Первые радости греческой любви я познал с Гарри Мариллиером. До этого на меня только бросали взгляды – например, лорд Рональд Гауэр, словно высеченный из камня чудаком-скульптором, или темные личности на улицах больших городов. Но тогда я чувствовал, что для этого карнавала у меня еще нет подходящей маски, и я просто смотрел, как он проходит мимо со своими диковинными запахами и чувственной музыкой. А потом я встретил Гарри. Я помнил его еще мальчиком: он жил в том самом доме на Темзе, где Фрэнк Майлз и я обосновались по приезде из Оксфорда. Совершенно неожиданно мне на Тайт-стрит пришло от него письмо. Я точно помню год, это был год, когда родился Сирил, – 1885-й. Мне исполнился тридцать один, Гарри – двадцать. Письмо было восхитительное, и в ответ я пригласил его к нам в гости. Семейная жизнь уже тогда меня тяготила.

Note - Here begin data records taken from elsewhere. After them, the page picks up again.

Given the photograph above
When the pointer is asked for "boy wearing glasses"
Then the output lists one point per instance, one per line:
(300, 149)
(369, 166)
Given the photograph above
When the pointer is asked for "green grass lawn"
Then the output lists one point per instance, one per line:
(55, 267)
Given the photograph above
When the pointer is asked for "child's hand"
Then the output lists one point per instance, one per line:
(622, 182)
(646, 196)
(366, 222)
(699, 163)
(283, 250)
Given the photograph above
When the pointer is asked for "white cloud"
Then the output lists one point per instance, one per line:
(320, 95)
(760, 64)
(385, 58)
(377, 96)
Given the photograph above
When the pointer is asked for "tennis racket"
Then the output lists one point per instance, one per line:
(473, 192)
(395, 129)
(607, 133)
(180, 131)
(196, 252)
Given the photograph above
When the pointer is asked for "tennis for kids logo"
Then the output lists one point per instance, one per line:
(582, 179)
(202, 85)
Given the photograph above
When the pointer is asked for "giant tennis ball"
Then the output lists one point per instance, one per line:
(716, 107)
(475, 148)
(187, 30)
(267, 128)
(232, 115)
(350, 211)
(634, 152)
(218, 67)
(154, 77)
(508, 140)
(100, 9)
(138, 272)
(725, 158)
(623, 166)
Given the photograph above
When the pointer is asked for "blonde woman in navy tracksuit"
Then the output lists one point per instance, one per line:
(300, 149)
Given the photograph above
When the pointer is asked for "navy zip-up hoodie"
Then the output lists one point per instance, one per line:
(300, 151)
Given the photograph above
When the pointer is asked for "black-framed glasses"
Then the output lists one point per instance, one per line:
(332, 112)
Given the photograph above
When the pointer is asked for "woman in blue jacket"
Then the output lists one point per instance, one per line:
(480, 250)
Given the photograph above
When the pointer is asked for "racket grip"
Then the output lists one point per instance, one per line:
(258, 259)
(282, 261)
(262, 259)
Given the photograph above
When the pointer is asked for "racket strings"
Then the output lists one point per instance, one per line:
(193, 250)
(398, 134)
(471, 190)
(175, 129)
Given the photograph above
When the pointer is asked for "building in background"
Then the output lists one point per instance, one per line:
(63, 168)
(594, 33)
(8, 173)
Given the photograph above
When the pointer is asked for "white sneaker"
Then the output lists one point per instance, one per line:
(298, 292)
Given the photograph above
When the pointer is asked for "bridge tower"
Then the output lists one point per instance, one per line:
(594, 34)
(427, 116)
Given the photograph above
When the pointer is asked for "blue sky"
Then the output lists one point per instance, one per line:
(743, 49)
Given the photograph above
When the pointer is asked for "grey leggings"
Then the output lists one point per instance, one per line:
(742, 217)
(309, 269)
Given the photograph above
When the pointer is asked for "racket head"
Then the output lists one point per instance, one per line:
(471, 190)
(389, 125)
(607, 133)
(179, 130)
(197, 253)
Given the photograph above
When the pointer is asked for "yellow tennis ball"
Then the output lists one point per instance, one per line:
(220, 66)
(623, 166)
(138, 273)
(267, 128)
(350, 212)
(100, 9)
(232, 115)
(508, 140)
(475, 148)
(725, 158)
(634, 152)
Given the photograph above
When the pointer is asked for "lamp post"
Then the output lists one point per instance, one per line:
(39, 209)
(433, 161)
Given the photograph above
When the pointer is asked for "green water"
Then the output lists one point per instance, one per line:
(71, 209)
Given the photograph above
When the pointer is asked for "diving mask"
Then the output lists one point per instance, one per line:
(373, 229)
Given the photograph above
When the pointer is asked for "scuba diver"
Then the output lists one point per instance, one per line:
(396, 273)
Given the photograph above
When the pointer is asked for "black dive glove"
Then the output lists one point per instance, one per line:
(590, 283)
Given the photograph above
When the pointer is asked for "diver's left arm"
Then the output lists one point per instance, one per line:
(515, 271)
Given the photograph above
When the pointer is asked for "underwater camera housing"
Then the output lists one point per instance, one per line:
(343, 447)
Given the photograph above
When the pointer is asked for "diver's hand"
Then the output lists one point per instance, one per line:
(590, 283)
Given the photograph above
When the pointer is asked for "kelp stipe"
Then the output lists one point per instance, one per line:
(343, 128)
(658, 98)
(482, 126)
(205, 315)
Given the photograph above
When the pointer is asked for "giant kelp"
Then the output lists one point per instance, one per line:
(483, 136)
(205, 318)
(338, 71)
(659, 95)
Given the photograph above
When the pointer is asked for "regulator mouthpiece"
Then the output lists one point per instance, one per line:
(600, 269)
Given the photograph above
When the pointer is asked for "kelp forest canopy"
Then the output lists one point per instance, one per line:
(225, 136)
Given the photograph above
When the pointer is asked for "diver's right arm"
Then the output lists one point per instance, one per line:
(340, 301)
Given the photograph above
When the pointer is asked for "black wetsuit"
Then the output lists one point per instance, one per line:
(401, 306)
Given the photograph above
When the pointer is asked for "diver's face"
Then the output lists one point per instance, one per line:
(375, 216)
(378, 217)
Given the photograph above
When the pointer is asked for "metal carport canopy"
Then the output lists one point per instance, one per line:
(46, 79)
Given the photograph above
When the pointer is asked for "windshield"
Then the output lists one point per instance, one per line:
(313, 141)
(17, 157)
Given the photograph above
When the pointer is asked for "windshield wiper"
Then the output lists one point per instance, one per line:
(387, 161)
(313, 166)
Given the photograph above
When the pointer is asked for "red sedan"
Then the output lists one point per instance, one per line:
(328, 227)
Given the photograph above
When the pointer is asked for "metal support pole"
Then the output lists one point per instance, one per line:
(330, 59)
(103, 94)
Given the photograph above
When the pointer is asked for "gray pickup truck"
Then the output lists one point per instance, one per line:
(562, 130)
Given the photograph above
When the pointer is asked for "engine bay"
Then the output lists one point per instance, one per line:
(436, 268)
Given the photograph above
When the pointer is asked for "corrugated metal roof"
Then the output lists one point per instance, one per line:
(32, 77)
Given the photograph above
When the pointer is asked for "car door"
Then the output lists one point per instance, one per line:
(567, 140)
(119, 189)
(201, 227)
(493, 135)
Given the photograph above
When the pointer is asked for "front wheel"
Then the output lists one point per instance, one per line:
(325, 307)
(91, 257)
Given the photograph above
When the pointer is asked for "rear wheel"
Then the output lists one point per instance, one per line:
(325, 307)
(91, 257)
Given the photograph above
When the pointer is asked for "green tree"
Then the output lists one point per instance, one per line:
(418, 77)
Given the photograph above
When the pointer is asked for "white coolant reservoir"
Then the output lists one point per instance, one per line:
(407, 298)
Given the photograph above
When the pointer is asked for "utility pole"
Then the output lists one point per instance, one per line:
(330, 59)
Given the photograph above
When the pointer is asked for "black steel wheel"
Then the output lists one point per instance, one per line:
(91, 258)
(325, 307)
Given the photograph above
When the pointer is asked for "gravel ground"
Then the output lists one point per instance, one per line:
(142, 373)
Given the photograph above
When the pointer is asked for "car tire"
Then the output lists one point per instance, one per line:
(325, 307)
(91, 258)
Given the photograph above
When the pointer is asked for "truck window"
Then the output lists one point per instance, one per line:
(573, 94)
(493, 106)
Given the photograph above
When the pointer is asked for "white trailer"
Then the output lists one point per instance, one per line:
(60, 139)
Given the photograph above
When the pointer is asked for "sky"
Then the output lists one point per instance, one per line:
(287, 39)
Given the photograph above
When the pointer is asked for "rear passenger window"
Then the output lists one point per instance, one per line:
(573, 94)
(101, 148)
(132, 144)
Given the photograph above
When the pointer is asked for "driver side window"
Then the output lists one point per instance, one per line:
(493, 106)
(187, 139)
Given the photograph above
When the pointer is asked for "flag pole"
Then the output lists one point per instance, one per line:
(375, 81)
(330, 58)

Гарри пришел к обеду. Это был прелестный юноша; в нем чувствовалось преклонение перед романтической поэзией, свойственное только молодым. Он тогда еще учился в Кембридже, и мы говорили о Платоне и пламенных видениях Гераклита. Констанс ушла к себе – она тогда быстро уставала, – и я совершенно отчетливо помню нервозность, овладевшую мной, когда мы с Гарри остались одни. Мы изрядно выпили, и, помнится, я вдохновенно говорил о «Пире». И вот, овеянный греческими чарами, я положил ладонь на руку Гарри, и он не стал противиться. Впервые испытал я тогда эту страсть, которая потом не давала мне покоя и которой безумная моя молодость заставляла меня поддаваться, – тело ослабевает, но чувственность вздымает тебя ввысь, и ты целиком отдаешься влечению.
Наши тогдашние нежности были мальчишескими, но они пробудили во мне безумную радость и одновременно – великий стыд. Я решил больше с Гарри не встречаться, и действительно, после той ночи мы только обменивались письмами. Но дело было сделано – он открыл мне глаза, разбудил то, что во мне спало. Я и до этого знал, что физическая красота не принадлежит какому-то одному полу, что она парит над обоими полами, подобная putti [78]
на картинах Фра Анджелико, – но я думал, что эта красота абстрактна, и не понимал, что ее можно радостно вкушать и при этом она нисколько не теряет в изысканности. Но, отвергнув великолепный творческий идеализм, я сделал первый шаг по пути в трясину. Пируя с Сократом, я по другую руку обнаружил Алкивиада, и ел с ним мясо, и пил с ним вино.Прошел год – год, когда я пытался не замечать открывшегося мне соблазна. Если бы я хоть намекнул о чем-нибудь Констанс, она отвернулась бы от меня с ужасом и презрением. И я хранил мою тайну, пестовал ее, вскармливал ее вздохами и стенаниями. Но боги играют с нами в жестокие игры: я совершил паломничество в Оксфорд к Пейтеру, и после одной из его длинных похоронных речей о чувстве без страсти я пал вторично.
Дело было так: после лекции ко мне на улице подошел молодой человек и представился. Теперь я вижу, что я всегда был не соблазнителем, а соблазняемым; хотя, по расхожему представлению, мне уготовано место в аду подле Жиля де Ре [79]
, я никогда не раздувал пламя страсти, которое в конце концов поглотило меня. Студента, конечно, звали Роберт Росс. Он отличался особой мягкостью характера, присущей тем, кто вовсе лишен честолюбия; в те дни он обладал отзывчивостью ребенка. Он полюбился мне с первого взгляда, а первый мой взгляд безошибочен.